The Ombudsman also cleared all respondents of the robbery charges, as the belongings that were “confiscated” during the arrest were “duly accounted” in the Inventory of Property Seized and Confiscated, dated Feb. 6.
But Montes said most of his belongings were yet to be returned, even though these were “duly accounted” in the military’s inventory.
“They said my cellphone has ‘intel value.’(intelligence value) Anyway, I would not use it anymore as it is already an old model. I would just probably throw it away. Still, it was not returned to me, along with my clothes that I even bought all the way from Cebu,” he said.
Meanwhile, the Ombudsman only found probable cause against now retired Philippine Army Lieutenant Generals Jorge Segovia and Aurelio Baladad and other soldiers for the violations of rights of detainees under Republic Act 7438 for their failure to provide the complainants the right to be assisted by a counsel of their choice.
Threats to reopen the case vs. Morong 43
In a related development, the Quezon City Regional Trial Court Branch 81 has terminated today, Feb. 3, the judicial dispute resolution between six of the Morong 43 who filed civil charges against Arroyo and other ranking military officers involved in their arrest, torture, and illegal detention.
The health workers and the respondents did not reach a settlement. The case would be raffled again to another branch, where the trial would proceed, according to their lawyer Julian Oliva Jr., who is also from NUPL.
However, just as the hearing was about to end, Castro expressed concern over what appeared to be a threat made by one of the military official’s lawyer who warned them that the case against them could be reopened under the next administration.
“He even said that our ‘background’ in the mass movement would be exposed and all our clients as well,” she said.
Montes agreed with Castro and said it was another harassment against them. Last year, Montes and his son Conner were charged with unjust vexation, grave coercion and threat by retired Col. Reuben Espartinez, a delisted pastor who served as chaplain of the Armed Forces of the Philippines. The case has already been dismissed.
Institutionalized practice of torture?
Olalia said the Ombudsman resolution contributes to the continuing impunity for rights violations.
He added that this has the “net effect of validating the institutionalized practice of torture and allowing non-accountability especially for those military and police officers who have even been promoted not once, but several times, when this outgoing BS Aquino administration thought nobody was looking.”
In a statement, Dr. Julie Caguiat and Dr. Eleanor Jara, co-convenors of the Justice for Morong 43! Justice for all victims of human rights violations!
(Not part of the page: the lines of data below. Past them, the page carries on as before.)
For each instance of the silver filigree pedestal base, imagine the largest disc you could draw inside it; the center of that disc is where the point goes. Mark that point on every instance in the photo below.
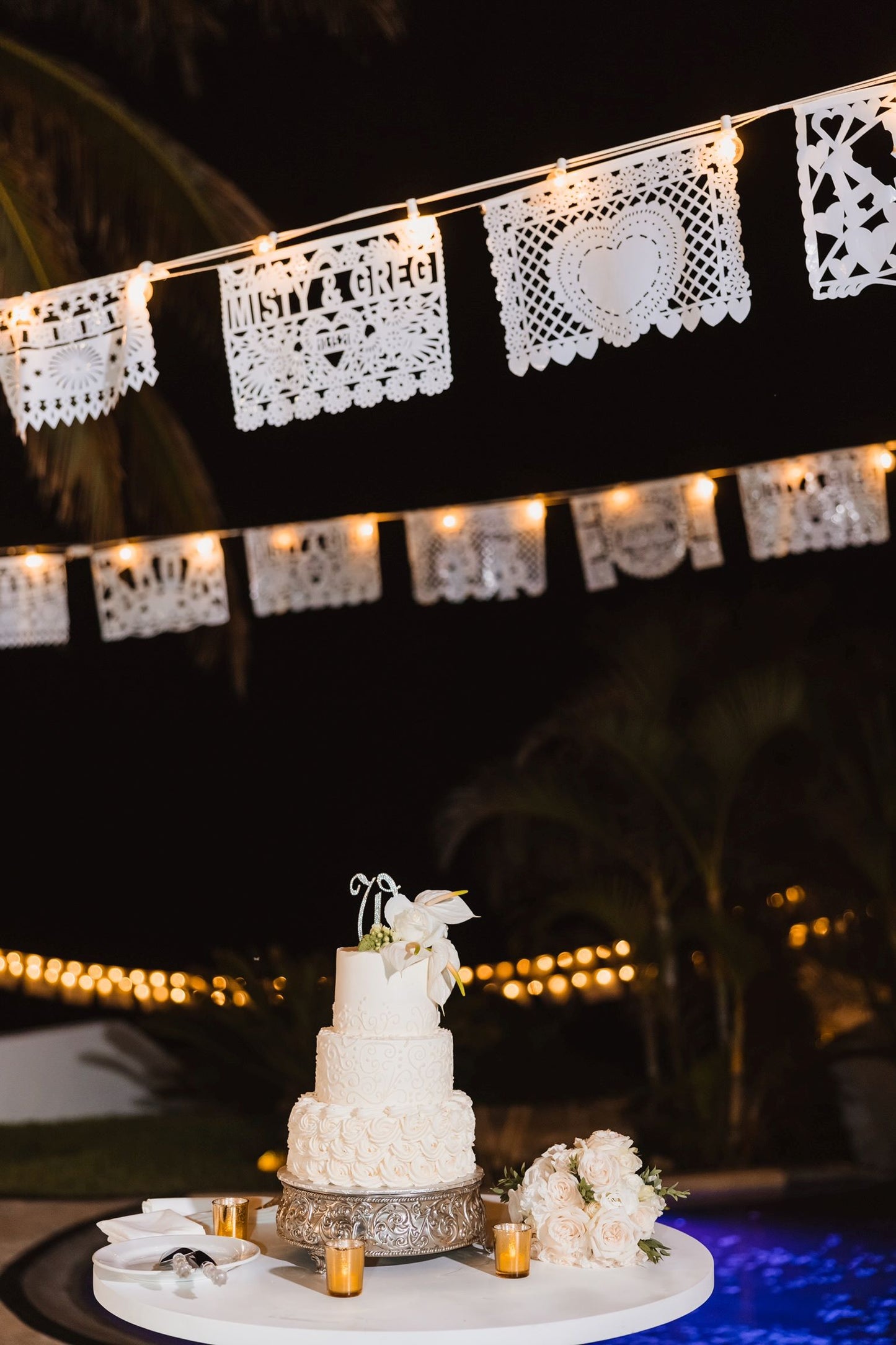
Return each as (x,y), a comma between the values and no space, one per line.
(391,1223)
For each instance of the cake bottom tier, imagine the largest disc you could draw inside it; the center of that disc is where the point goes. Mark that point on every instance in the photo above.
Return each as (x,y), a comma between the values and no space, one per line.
(382,1148)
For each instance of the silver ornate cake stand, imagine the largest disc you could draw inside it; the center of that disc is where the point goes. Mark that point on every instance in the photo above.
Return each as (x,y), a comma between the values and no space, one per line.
(391,1223)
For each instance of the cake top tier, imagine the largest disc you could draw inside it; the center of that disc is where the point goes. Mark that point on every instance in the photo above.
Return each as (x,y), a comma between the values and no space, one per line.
(414,932)
(371,1004)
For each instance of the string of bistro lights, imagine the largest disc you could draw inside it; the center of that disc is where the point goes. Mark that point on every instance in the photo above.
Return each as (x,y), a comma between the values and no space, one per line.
(729,147)
(595,972)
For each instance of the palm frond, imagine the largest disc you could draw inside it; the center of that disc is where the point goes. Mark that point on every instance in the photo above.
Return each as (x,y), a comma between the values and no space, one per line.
(510,793)
(167,487)
(735,722)
(128,187)
(79,476)
(77,467)
(37,248)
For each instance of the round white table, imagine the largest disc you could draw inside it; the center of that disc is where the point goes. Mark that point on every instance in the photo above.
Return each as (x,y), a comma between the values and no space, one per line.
(449,1300)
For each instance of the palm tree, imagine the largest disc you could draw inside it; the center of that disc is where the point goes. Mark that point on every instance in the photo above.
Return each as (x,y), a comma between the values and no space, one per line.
(649,767)
(91,187)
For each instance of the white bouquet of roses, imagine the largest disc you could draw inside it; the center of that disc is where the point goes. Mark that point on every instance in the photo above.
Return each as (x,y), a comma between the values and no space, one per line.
(594,1204)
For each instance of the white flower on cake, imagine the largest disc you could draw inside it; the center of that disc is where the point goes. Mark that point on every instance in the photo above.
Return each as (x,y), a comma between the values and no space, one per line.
(594,1204)
(420,932)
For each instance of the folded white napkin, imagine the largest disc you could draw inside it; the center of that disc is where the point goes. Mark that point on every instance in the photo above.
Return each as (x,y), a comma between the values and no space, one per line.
(147,1226)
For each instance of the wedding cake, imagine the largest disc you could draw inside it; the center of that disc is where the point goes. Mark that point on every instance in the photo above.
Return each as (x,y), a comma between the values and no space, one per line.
(384,1114)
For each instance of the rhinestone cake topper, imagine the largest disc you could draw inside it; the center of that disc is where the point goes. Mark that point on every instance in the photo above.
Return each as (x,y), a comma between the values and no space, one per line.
(383,884)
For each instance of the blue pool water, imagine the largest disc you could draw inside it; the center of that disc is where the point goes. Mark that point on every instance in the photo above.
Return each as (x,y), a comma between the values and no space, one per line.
(787,1279)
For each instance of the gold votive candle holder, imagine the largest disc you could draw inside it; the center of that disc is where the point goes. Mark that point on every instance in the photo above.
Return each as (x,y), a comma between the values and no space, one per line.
(512,1250)
(231,1216)
(344,1267)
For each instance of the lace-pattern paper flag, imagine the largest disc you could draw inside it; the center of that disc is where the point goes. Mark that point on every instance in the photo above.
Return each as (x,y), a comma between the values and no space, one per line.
(609,251)
(480,550)
(171,584)
(299,565)
(647,530)
(336,322)
(34,601)
(814,503)
(849,212)
(71,353)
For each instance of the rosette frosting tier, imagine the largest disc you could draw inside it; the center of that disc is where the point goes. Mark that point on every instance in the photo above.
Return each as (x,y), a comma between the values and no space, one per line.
(384,1113)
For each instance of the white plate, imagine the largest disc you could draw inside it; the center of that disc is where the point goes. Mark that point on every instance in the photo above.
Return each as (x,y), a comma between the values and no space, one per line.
(139,1256)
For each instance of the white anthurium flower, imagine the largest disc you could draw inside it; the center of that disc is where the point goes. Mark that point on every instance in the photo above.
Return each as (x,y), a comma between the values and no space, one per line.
(401,955)
(413,923)
(421,929)
(449,906)
(441,975)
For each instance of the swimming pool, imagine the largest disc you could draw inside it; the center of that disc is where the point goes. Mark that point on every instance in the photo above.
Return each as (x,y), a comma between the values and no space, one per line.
(793,1276)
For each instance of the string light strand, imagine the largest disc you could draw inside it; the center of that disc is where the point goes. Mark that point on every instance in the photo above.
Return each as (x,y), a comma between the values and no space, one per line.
(192,264)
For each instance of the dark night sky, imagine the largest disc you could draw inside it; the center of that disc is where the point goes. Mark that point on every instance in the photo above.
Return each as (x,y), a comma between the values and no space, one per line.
(148,813)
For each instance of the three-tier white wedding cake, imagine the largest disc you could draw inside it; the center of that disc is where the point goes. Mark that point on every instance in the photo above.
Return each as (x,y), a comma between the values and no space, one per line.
(384,1113)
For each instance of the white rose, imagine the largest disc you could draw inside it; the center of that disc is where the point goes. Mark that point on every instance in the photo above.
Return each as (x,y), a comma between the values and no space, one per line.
(600,1168)
(614,1238)
(563,1235)
(414,923)
(559,1156)
(563,1189)
(605,1140)
(619,1197)
(645,1216)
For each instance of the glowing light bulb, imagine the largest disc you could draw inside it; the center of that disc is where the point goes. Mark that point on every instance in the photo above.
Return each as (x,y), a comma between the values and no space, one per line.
(418,228)
(22,311)
(704,487)
(284,538)
(729,147)
(139,290)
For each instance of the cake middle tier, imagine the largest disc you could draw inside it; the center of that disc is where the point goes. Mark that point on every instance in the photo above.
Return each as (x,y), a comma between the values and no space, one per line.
(383,1071)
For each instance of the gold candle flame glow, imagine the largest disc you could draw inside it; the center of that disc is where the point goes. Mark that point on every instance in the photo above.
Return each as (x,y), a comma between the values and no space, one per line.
(344,1267)
(231,1216)
(512,1250)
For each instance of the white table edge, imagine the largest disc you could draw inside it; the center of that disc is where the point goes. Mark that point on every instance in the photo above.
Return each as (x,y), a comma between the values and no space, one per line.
(582,1331)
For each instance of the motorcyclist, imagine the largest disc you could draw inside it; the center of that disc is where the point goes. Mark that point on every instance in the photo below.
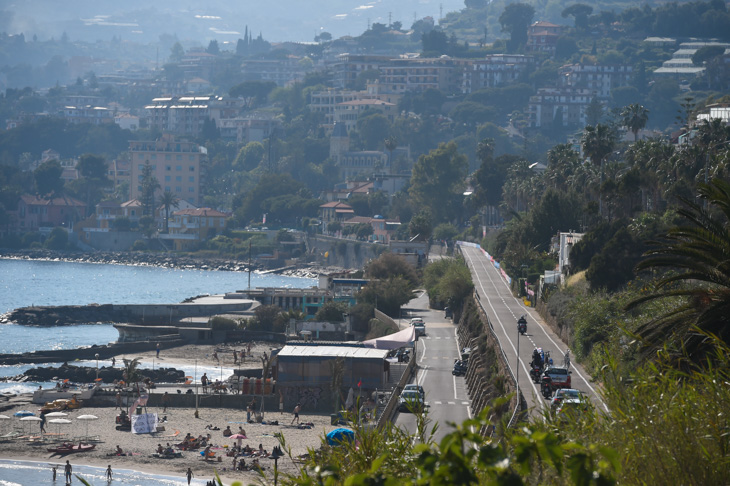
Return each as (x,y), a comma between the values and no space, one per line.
(536,359)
Alliance, said that by virtue of Arroyo being then commander-in-chief and the principle of command responsibility, “she could have chosen to do what is right and implored swift justice.”
“However, it took 10 long months of torture and incarceration, extending to the presidency of yet another incompetent chief executive, Benigno Aquino III,” Caguiat and Jara said.
The two said the Ombudsman’s resolution sends a distorted message to victims of human rights violations that perpetrators of these crimes can wake up normally everyday “knowing they will never be held accountable in an institution that makes torture part of the day’s work.”